Zijn notitieboekje stond nu vol aantekeningen en punten en Patrik stopte even met zijn pen boven het boekje. Toen tekende hij nog een punt en schreef er ‘Kaj’ bij. Het was iedereen duidelijk dat hij nu bij het deel van zijn verhaal was gekomen dat volgens hem het allerbelangrijkste was.
‘Na een telefoontje van onze collega’s in Göteborg, hebben we vernomen dat Kaj Wiberg voorkomt in een onderzoek naar een pedofielenkring.’
Iedereen deed nu nog meer zijn best niet naar Ernst te kijken, die even heen en weer schoof op zijn stoel.
‘We hebben hem gisteren opgepakt voor een verhoor en we hebben ook huiszoeking bij hem gedaan, met hulp van de collega’s uit Uddevalla. Het verhoor leverde niets concreets op, maar we beschouwen het als een eerste stap en zullen de gesprekken met Kaj voortzetten. Op basis van het materiaal dat we uit Göteborg krijgen, zullen we ook zien of we slachtoffers kunnen identificeren die hier uit de buurt komen. Kaj is immers jarenlang actief geweest binnen het jeugdwerk in Fjällbacka, dus het is niet vergezocht om te denken dat er in die tijd vergrijpen hebben plaatsgevonden.’
‘Zijn er aanwijzingen dat hij in verband kan worden gebracht met de moord op Sara?’ vroeg Gösta.
‘Daar kom ik straks op,’ antwoordde Patrik ontwijkend en hij kreeg een verblufte blik van Martin. Daar was tijdens het verhoor immers niets van gebleken.
‘De huiszoeking kan de eerste grootste doorbraak in het onderzoek hebben opgeleverd.’
De spanning nam zichtbaar toe en Patrik laste vanwege het effect even een pauze in. Toen zei hij: ‘Tijdens de huiszoeking bij Kaj is Sara’s jas gevonden.’
Iedereen hield zijn adem in.
‘Waar hebben ze die gevonden?’ vroeg Martin en hij keek een beetje verbolgen omdat Patrik dit niet aan hem had verteld.
‘Dat is het nou net,’ antwoordde Patrik. ‘De jas lag niet in het grote huis, maar in het huisje in de tuin, waar zijn zoon Morgan woont.’
‘Verdomme,’ zei Gösta. ‘Ik had kunnen weten dat die gast er iets mee te maken had. Dat soort…’

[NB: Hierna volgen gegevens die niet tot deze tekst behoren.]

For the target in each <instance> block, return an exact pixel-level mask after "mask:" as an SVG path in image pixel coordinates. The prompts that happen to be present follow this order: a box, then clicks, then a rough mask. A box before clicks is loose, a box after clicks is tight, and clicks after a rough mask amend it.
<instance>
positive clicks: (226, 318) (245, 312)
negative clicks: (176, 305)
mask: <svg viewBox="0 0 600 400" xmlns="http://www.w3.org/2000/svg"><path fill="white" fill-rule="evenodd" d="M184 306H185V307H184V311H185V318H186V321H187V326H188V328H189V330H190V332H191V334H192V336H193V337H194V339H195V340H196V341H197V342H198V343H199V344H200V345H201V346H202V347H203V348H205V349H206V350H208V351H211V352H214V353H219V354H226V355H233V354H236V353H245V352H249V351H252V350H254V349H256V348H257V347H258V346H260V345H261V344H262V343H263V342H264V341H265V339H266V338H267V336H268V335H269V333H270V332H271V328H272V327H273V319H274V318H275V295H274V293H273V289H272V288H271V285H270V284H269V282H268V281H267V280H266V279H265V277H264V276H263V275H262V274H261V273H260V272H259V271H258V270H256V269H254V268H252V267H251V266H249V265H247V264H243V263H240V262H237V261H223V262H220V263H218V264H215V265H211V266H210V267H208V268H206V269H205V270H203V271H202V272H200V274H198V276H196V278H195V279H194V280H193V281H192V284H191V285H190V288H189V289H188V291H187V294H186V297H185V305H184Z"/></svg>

Patrik onderbrak hem. ‘Ik ben het met je eens dat het belastend is, maar ik wil toch niet dat we ons hier nu al op vastpinnen. Enerzijds weten we niet of de vader of de zoon de jas daar heeft neergelegd, misschien was het Kaj wel die hem wilde verstoppen. Anderzijds zijn er te veel andere onduidelijkheden waar we niet zomaar aan voorbij kunnen gaan, ik bedoel bijvoorbeeld Niclas’ pogingen om zich een alibi te verschaffen. Daarom blijven we werken aan alle’ – hij benadrukte het laatste woord – ‘punten die ik op het bord heb geschreven. Hebben jullie daar nog vragen over?’
Mellberg verhief zijn stem. ‘Het ziet er heel goed uit, Hedström. Goed werk. En natuurlijk, controleer ook de dingen die je daar hebt opgeschreven –’ hij zwaaide loom naar het notitieboekje – ‘maar ik ben geneigd het met Gösta eens te zijn. Hij lijkt niet echt goed, die Morgan, en als ik jou was’ – hij hield theatraal zijn hand voor zijn borst – ‘zou ik alles uit de kast halen om hem het vuur na aan de schenen te leggen. Maar jij bent natuurlijk verantwoordelijk voor het onderzoek, jij moet de beslissing nemen,’ zei Mellberg, maar op zo’n manier dat het iedereen duidelijk was dat hij vond dat Patrik er goed aan deed zijn advies op te volgen.
Patrik antwoordde niet, en Mellberg interpreteerde dat alsof zijn boodschap was overgekomen. Hij knikte tevreden. Nu was het slechts een kwestie van tijd voordat de zaak was opgehelderd.
Verbeten liep Patrik naar zijn kamer waar hij met het werk van deze dag begon. Mellberg mocht denken wat hij wou, maar hij was niet van plan naar zijn pijpen te dansen. Door de informatie dat de jas in Morgans huisje was gevonden, had hij ook bepaalde conclusies willen trekken, maar iets, of het nu instinct, ervaring of gewoon achterdocht was, zei hem dat niet alles was wat het leek te zijn.